AXLE: Coordinated Offloading with Asynchronous Back-Streaming in Computational Memory Systems
This work addresses performance bottlenecks in disaggregated memory systems for workloads with diverse data and computation characteristics, offering a practical solution for near-memory processing.
AXLE introduces Asynchronous Back-Streaming, a new offloading protocol for CXL-based Computational Memory systems that coordinates CXL.io and CXL.mem to reduce data movement costs. It achieves up to 50.14% reduction in end-to-end runtime, reduces CCM and host idle times by 14.53x and 3.93x on average, and up to 6x reduction in host core stall time.

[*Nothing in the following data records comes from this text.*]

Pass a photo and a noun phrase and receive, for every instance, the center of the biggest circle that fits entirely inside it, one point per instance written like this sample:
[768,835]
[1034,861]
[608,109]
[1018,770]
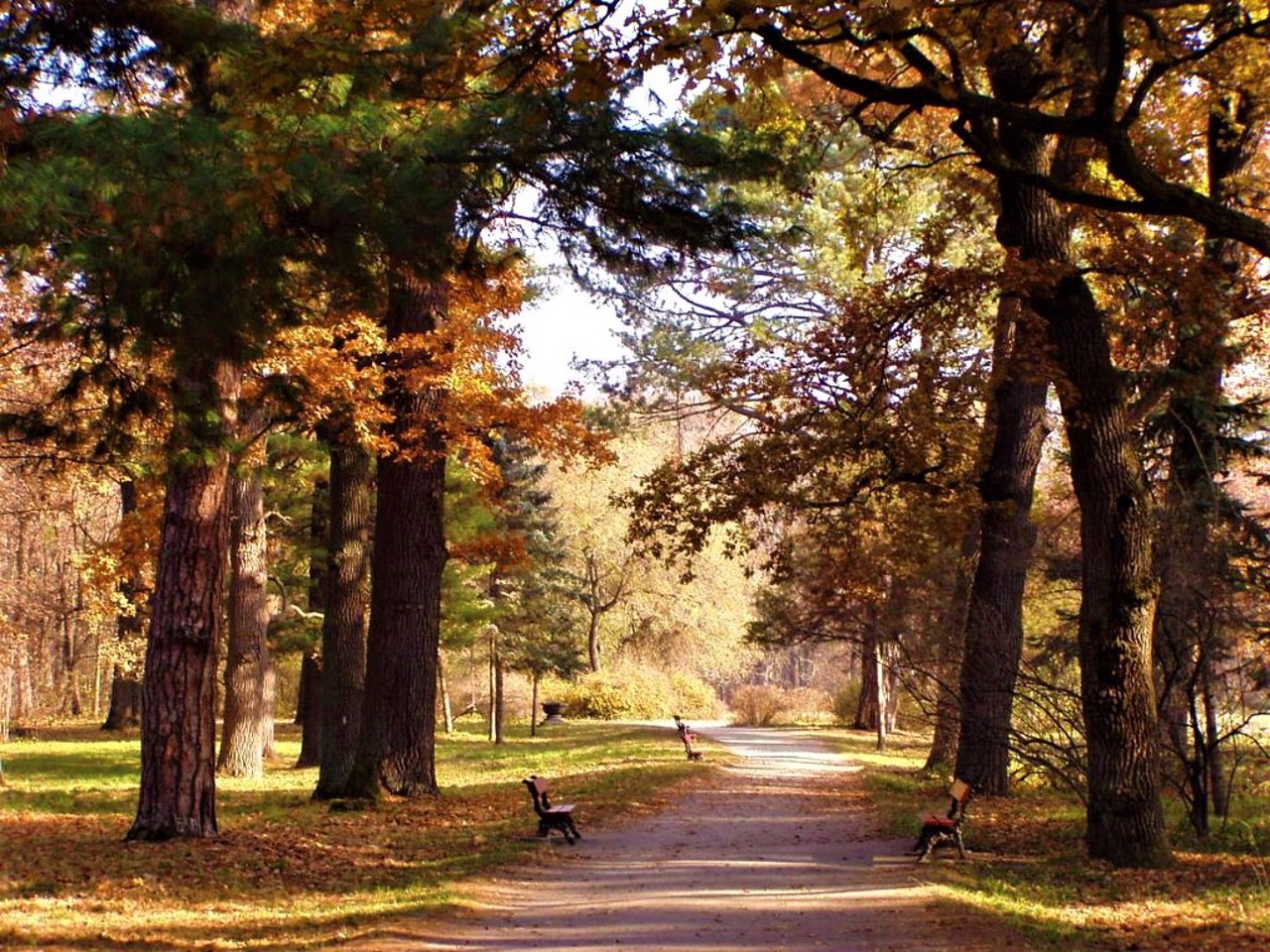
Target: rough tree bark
[397,752]
[1189,558]
[309,697]
[1030,226]
[246,656]
[125,710]
[1124,814]
[343,630]
[178,708]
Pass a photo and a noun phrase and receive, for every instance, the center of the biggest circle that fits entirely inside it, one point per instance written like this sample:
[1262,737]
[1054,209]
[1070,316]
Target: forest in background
[945,389]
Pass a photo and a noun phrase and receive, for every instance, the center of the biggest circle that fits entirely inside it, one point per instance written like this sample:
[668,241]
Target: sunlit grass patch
[287,871]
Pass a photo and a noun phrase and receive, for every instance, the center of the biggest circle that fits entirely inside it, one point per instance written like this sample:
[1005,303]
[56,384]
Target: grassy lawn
[1029,867]
[289,873]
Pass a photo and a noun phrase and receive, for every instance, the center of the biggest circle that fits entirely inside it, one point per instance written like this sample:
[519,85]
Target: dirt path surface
[776,855]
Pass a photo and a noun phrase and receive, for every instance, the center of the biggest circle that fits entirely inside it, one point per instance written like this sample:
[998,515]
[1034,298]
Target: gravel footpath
[778,853]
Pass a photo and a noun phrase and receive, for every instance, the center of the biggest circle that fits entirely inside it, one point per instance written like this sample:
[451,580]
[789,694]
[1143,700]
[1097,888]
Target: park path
[775,853]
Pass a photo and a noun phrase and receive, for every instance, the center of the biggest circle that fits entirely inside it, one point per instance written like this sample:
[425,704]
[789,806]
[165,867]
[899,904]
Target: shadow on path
[770,857]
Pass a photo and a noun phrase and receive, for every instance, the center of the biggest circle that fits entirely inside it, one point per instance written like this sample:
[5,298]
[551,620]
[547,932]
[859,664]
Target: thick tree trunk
[398,747]
[309,698]
[993,624]
[309,710]
[1030,227]
[125,706]
[447,705]
[246,660]
[178,724]
[343,630]
[948,667]
[1125,823]
[1189,557]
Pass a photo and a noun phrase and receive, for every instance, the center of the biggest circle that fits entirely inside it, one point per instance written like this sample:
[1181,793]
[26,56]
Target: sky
[561,326]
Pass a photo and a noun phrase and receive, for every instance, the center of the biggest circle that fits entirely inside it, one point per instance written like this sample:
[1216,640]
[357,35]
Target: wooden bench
[552,816]
[939,830]
[688,735]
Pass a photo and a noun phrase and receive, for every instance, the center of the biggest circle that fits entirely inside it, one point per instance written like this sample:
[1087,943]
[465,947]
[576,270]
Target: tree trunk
[399,722]
[1030,226]
[993,621]
[1189,558]
[1125,823]
[125,710]
[178,710]
[948,666]
[246,658]
[309,710]
[343,629]
[309,699]
[447,705]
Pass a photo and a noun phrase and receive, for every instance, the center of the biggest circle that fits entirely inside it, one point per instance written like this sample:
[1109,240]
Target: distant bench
[552,816]
[939,830]
[688,735]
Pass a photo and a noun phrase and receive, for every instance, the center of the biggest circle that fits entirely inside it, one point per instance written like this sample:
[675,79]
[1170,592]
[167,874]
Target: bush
[846,703]
[756,705]
[808,706]
[631,692]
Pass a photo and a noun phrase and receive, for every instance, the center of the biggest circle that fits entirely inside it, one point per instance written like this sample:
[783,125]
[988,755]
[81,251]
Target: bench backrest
[961,792]
[539,789]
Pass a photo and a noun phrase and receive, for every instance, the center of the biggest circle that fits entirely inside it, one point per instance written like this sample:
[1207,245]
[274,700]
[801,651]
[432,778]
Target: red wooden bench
[552,816]
[939,830]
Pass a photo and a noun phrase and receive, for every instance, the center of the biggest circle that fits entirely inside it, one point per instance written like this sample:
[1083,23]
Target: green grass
[1029,870]
[287,871]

CXL-based Computational Memory (CCM) enables near-memory processing within expanded remote memory, offering opportunities to address data movement costs in disaggregated memory systems and to accelerate overall performance. However, existing offloading mechanisms do not fully leverage the trade-offs of different offload models based on different CXL protocols. This work first examines these tradeoffs and their impact on end-to-end performance and system efficiency for workloads with diverse data and computation characteristics. We propose Asynchronous Back-Streaming, a new offloading protocol that coordinates CXL.io and CXL.mem to enable result back-streaming and asynchronous pipelining across CCM and host tasks. We further design AXLE, a system that realizes this protocol with lightweight host-CCM interaction. Overall, AXLE reduces end-to-end runtime by up to 50.14%, reduces CCM and host idle times by an average of 14.53x and 3.93x, respectively, and achieves up to 6x reduction in host core stall time.